Agent SG egress    ──►  RDS SG       port 5432    (database)
Agent SG egress    ──►  0.0.0.0/0    TCP  443     (CPLN control plane)
Agent SG egress    ──►  VPC .2 DNS   UDP/TCP 53   (FQDN resolution)
RDS SG  ingress    ◄──  Agent SG     port 5432

Reference the agent SG by ID, not by CIDR. That way, the rule stays correct as ASG instances are recycled.

Simpler alternative: share the RDS SG. Instead of managing a separate egress/ingress rule pair, you can attach the RDS SG itself to the agent instances. Each agent then carries two security groups — its own (egress to CPLN on 443 and the VPC DNS resolver on 53) plus the RDS SG. If the RDS SG already has a self-referencing rule that allows ingress from itself on 5432, this removes the need to maintain a dedicated Agent-SG → RDS-SG rule.

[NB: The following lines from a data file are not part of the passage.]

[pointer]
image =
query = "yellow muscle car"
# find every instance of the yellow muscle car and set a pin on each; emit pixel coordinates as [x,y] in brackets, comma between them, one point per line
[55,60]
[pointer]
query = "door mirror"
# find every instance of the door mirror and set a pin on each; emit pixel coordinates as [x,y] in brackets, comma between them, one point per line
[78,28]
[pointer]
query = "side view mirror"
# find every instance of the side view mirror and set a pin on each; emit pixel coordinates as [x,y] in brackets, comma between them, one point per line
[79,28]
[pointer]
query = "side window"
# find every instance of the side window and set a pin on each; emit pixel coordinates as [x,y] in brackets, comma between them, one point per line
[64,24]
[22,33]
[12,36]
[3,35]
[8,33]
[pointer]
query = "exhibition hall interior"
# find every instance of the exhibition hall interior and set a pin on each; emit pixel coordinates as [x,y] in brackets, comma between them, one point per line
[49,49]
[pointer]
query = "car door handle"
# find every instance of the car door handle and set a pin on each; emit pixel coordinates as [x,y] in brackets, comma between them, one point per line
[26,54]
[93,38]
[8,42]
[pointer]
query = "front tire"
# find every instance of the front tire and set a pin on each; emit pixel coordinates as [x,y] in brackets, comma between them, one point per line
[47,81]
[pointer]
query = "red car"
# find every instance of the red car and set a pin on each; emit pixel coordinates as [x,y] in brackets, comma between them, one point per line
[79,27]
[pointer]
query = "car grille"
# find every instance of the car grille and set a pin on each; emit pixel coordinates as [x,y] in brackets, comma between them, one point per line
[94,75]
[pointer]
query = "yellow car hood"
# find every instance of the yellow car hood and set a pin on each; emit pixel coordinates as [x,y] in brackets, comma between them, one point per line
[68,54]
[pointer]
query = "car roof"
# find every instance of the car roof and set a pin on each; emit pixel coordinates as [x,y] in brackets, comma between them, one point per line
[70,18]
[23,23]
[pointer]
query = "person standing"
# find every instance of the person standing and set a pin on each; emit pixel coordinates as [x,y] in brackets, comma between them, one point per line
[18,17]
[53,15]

Step 4 — Declare the Network Resource on the Identity

cpflow provisions a single identity per app, named <app>-identity, that is shared by every workload in the app (see Config#identity and the same {{APP_IDENTITY_LINK}} referenced by templates/rails.yml, templates/sidekiq.yml, and templates/daily-task.yml). We need to add a networkResources entry to that existing identity, not create a new one — and not a separate identity per workload.

Important: cpln apply is a full replace, not a merge. Use yaml-slim for manifests you plan to re-apply; full yaml output can include server-managed metadata such as IDs, versions, and timestamps. Applying a stripped-down identity YAML that only contains networkResources will silently drop any other fields already set on the identity (tags, description, and any previously configured networkResources). Always export the live identity first, edit it in place, then re-apply. (Policy bindings themselves live on the Policy resource — not on the identity — so applying the identity won't touch them, but the verification step below still checks the policy → identity link in case anything else recreated it.)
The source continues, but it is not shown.